Protecting wetlands, which act as natural filters to improve water quality, capture runoff, and enhance biodiversity, is also vital. The law that protects our nation’s wetlands, the Clean Water Act, is under threat by the Trump administration. The administration wants to exclude more than half of the nation’s wetlands from protection. NRDC is fighting these rollbacks.
In many parts of the country, diverting water from rivers for consumption by cities, agriculture, and other uses has significantly changed waterways and their surrounding habitats and put the health of our rivers, lakes, and vital ecosystems at risk. Diverting more than 80 percent of a river’s natural flow is not uncommon in parts of the western United States, where major river systems like the Colorado, the Rio Grande, and the San Joaquin run dry for vast stretches due to upstream diversions. Excessive diversions create the warm, stagnant conditions in which HABs thrive. Harmful algal blooms have proliferated in recent years in communities around the Sacramento-San Joaquin River Delta, the West Coast’s largest estuary, as river flows have waned. NRDC works with government agencies, local communities, and businesses to develop practical strategies for reducing excessive diversions from rivers and lakes while providing alternative, sustainable water supplies for growing populations and economies.

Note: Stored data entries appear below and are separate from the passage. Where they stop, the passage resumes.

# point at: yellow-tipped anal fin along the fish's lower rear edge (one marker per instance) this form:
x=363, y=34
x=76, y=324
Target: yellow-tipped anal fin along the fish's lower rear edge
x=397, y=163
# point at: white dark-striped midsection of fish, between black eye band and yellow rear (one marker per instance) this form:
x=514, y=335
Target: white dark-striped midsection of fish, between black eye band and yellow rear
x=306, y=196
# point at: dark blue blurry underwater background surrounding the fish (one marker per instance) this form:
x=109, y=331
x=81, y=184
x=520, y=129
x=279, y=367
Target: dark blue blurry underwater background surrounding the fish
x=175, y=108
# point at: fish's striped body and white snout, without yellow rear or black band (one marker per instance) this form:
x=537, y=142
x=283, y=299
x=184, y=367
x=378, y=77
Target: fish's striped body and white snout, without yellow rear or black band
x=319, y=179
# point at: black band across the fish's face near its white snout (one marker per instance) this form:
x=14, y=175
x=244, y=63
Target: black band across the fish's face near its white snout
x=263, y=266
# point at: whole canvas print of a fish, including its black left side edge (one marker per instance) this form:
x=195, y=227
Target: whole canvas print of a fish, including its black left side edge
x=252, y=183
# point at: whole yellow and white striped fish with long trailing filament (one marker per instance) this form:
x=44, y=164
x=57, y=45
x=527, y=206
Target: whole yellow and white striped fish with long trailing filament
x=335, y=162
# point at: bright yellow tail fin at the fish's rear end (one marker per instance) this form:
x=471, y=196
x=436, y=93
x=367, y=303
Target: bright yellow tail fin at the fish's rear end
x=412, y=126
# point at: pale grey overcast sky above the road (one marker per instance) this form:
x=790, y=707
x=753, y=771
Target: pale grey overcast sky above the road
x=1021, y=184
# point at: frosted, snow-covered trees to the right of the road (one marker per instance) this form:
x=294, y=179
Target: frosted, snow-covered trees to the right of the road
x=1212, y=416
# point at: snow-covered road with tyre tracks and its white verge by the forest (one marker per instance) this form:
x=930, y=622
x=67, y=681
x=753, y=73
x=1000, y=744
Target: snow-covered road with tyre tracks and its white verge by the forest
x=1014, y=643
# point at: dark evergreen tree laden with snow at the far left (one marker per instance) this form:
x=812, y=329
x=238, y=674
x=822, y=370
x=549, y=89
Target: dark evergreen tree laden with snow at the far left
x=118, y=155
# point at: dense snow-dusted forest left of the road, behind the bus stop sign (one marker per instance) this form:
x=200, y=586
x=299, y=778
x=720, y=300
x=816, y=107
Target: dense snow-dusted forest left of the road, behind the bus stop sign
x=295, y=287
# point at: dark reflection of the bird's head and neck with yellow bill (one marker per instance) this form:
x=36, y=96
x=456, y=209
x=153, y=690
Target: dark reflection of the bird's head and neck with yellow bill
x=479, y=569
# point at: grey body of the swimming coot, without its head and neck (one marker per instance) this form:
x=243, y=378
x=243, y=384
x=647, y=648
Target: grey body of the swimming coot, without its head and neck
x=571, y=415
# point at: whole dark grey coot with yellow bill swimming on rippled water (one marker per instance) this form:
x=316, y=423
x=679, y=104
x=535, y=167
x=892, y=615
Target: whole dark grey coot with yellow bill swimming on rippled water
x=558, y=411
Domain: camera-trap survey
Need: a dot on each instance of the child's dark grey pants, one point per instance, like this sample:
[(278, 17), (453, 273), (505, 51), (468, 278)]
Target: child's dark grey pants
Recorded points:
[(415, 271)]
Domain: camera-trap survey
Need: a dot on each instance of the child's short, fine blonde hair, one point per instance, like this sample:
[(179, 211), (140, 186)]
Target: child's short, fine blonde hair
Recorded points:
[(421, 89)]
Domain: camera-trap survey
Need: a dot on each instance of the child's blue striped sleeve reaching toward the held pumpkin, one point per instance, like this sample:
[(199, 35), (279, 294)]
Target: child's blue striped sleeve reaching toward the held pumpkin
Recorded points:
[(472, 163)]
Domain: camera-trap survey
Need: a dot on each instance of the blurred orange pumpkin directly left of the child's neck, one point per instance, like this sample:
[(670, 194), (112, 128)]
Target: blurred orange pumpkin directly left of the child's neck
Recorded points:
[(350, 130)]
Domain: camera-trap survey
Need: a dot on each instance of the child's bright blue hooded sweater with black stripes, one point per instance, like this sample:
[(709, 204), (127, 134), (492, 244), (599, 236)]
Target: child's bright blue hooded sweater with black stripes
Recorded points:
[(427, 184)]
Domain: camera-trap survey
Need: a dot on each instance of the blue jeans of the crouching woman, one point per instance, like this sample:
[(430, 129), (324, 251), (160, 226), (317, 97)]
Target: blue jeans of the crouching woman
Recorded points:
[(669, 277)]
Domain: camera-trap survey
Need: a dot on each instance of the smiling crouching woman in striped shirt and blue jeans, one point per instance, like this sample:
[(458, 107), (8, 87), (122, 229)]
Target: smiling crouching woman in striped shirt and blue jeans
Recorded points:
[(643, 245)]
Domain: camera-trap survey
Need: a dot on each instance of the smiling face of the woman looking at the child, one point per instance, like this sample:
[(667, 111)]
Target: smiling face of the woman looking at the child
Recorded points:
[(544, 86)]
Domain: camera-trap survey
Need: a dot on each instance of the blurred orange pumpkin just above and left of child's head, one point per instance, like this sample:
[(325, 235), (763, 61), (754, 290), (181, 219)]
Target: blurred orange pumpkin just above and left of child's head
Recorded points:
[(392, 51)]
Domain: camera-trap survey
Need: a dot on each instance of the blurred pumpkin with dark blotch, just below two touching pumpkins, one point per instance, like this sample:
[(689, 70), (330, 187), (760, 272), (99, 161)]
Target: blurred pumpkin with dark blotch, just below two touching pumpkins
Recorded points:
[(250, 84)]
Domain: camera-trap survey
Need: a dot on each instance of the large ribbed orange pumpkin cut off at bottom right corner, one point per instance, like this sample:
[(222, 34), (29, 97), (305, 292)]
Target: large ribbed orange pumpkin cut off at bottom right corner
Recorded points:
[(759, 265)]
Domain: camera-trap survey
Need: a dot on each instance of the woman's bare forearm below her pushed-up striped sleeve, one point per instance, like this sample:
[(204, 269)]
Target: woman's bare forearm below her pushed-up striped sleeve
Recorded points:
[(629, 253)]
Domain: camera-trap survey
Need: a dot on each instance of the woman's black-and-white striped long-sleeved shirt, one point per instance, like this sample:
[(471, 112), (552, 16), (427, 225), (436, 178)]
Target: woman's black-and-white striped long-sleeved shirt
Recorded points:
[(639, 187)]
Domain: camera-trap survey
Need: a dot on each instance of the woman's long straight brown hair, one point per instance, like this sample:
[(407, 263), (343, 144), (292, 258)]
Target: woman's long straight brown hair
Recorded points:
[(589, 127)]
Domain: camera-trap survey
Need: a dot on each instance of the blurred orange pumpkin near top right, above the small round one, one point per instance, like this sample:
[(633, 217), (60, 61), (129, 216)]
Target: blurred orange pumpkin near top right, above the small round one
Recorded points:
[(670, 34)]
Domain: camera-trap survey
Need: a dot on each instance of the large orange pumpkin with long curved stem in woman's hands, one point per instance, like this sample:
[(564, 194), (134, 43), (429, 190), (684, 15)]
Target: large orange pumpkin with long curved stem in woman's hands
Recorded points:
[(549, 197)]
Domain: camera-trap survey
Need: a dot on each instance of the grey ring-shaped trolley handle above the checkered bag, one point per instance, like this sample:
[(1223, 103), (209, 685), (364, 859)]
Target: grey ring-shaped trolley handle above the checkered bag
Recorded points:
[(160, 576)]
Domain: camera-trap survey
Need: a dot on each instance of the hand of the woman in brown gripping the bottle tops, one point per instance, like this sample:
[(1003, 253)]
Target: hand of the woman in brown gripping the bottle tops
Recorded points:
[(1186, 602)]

Improved monitoring and increased research into HABs is also much needed. There is no nationwide system for collecting data on and responding to HABs, and the type of information available on HABs in individual states varies greatly. Improved methods of communication to the public, across organizations, and among states could speed up emergency response to HABs, reducing harm to the environment, wildlife, and people. Congress funds research on the best ways to prevent and mitigate HABs with support for groups including the National Oceanic and Atmospheric Agency (NOAA) and the EPA. Congress also provides funding to the U.S. Geological Survey (USGS) to research algal toxins. The EPA, NASA, NOAA, and USGS formed the Cyanobacteria Assessment Network (CyAN) to collect, analyze, and distribute real-time satellite data to help state agencies more quickly detect cyanobacteria outbreaks in U.S. lakes and reservoirs. The network has also made satellite images of HABs more accessible to the public. While the federal government is investing in research and prevention programs, a concerted national effort to identify, respond to, and prevent HAB outbreaks is lacking—and that endangers public health.
States are currently on the front line of the HAB crisis and need to do more to protect their residents from exposure to toxic blooms. Thankfully, some states have improved monitoring and reporting efforts. For instance, in 2017 there were 41 confirmed reports of HABs in Montana waters. The state responded by creating a guide for addressing HABs, launching a public awareness campaign, and posting signs at lakes, ponds, rivers, campgrounds, and fishing spots that ask for the public’s help in locating HABs. Unfortunately, too many states fail to even monitor for HABs and alert the public of their risks, let alone take significant steps to reduce outbreaks in the first place
Knowing where HABs are occurring—and whether the government is responding—is a critical first step to keeping our waterways, families, and ecosystems safe.